“There is only one way to play this game, and that is the right way,” says Dodger manager Don Mattingly. It is his mantra. From the day he first addressed the press as skipper to just last weekend, the words are always the same. When asked to elaborate, Mattingly talks about being consistent with preparing oneself to do one’s best day in and day out. Granted, with a team that is struggling to get out of last place, he is not quite ready to write a book on the philosophy, but there is something to be said for the stability, integrity and dignity the young manager has maintained in what might be the weirdest and most tumultuous season in the famously storied franchise history. While mayhem proceeds off the field Mattingly has managed to keep his club focused every day on the game of baseball.

Last week offered a fresh crop of off-the-field headlines. Two suspects, Louie Sanchez and Marvin Norwood were apprehended in the brutal opening day beating of Giants fan Bryan Stow while owner Frank McCourt was forced to accept a loan from MLB, a situation which his own lawyers described as “…akin to making a deal with the devil.”

Whether or not the comment was made as merely a “literary allusion” as the McCourt team has insisted, it is hard to let an evocation of Satan slip by without noting the certain stench of sulfur emanating from the whole Dodger ownership debacle. It is about time for an honest conversation about the presence of evil in the year of the Bryan Stow beating and the mass disillusionment of Dodger fans.

Of course, the beating of a fan at Dodger Stadium and the mismanagement of the organization are two different subjects, and yet somehow in the minds of concerned fans, there is a correlation. The old ballpark, once considered a safe haven for beloved memories, is tarnished and no amount of uniformed LAPD officers in the parking lot or in the stands can bring it back. In some ways their presence only adds to the feeling that this is a franchise spinning out of control and far removed from its former glory.

The stadium once called the “Taj Mahal of ballparks” has been gradually tagged up with more and more advertising so that at present, looking out from home plate, one counts no less than 40 advertising signs, and that does not include the electronic screens that encircle the park.
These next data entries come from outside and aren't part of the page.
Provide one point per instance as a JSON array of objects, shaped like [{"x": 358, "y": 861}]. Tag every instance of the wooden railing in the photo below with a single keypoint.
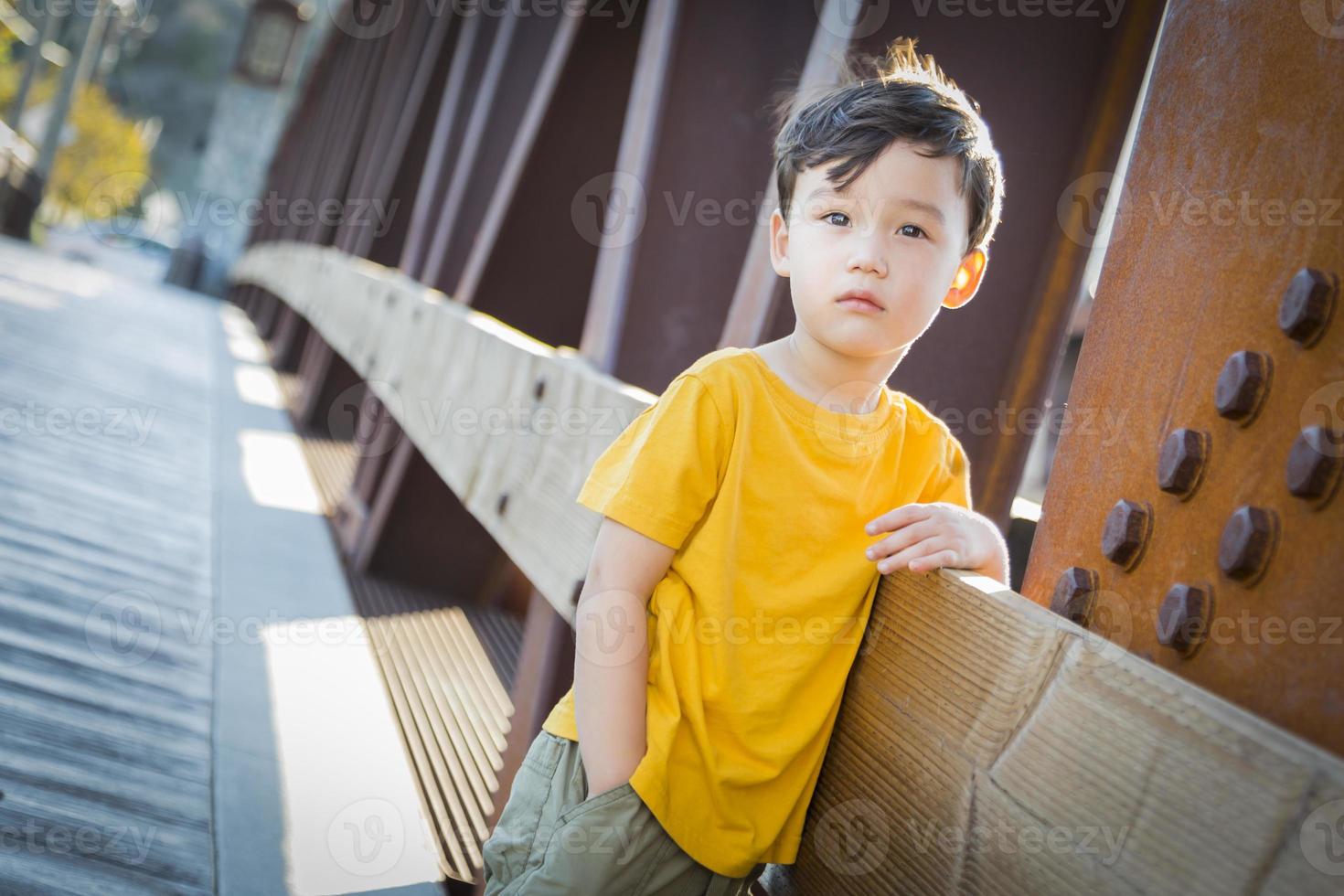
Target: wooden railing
[{"x": 984, "y": 744}]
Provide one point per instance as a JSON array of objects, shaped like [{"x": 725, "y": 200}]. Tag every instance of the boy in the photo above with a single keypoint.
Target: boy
[{"x": 750, "y": 512}]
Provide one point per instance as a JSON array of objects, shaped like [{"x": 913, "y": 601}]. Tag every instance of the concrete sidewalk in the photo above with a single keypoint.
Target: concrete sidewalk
[{"x": 168, "y": 721}]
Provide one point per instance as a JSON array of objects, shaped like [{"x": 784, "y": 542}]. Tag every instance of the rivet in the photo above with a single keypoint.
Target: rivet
[
  {"x": 1243, "y": 386},
  {"x": 1074, "y": 595},
  {"x": 1307, "y": 305},
  {"x": 1313, "y": 463},
  {"x": 1183, "y": 618},
  {"x": 1125, "y": 532},
  {"x": 1181, "y": 463},
  {"x": 1244, "y": 547}
]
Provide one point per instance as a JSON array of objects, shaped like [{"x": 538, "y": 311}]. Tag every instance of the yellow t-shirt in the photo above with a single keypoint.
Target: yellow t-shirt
[{"x": 758, "y": 620}]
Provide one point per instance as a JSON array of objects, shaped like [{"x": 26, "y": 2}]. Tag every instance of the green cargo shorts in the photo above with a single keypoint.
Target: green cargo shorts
[{"x": 551, "y": 838}]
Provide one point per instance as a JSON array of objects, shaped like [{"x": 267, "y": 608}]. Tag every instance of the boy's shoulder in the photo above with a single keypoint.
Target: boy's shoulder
[
  {"x": 723, "y": 372},
  {"x": 730, "y": 369}
]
The fan experience has increasingly become about being hustled to buy something and less about watching baseball.

The increase of consumer images has been steady since Rupert Murdoch and his right-wing News Corp, otherwise known as Fox, purchased the team 13 years ago. The same Murdoch who has been scandalized recently when it was revealed a newspaper of his was making bribes to police officers and hacking phone lines. Murdoch’s company has never gone away; they are the ones who loaned Frank McCourt the money to buy the team and now propose to bail him out with further loans in exchange for television rights.

Evil may be defined as deliberate cruelty, such as the senseless beating of a fan by Norwood and Sanchez on opening day, or it can appear in a far more banal way as everyday greed and self-interest. Evil prevails when members of society no longer recognize the common bonds of humanity but see individuals as commodities and consumers with dollar values attached. As the stadium experience has been altered and the team has performed poorly, news of Frank McCourt's irresponsible handling of the organization has created a sense of disillusionment among fans.

And yet despite the malicious greed of corporate leaders and violent behavior of thugs off the field, despite the sub .500 record and weak hitting, somehow this is still a very interesting team to watch. They are still a team endowed with heart, which is no small feat considering how disheartening the ownership situation. Manager Don Mattingly deserves much credit for keeping his players focused on playing their best baseball. Through it all he has preached the importance of consistently preparing oneself to do one’s best every day. For this reason, there is still a lot of joy to be had watching the team play. What Mattingly lacks in managerial experience and a winning record, he makes up presently with integrity and dignity, qualities the Dodger organization will need if they are ever to win back Los Angeles and transcend the evil corruption that engulfs them.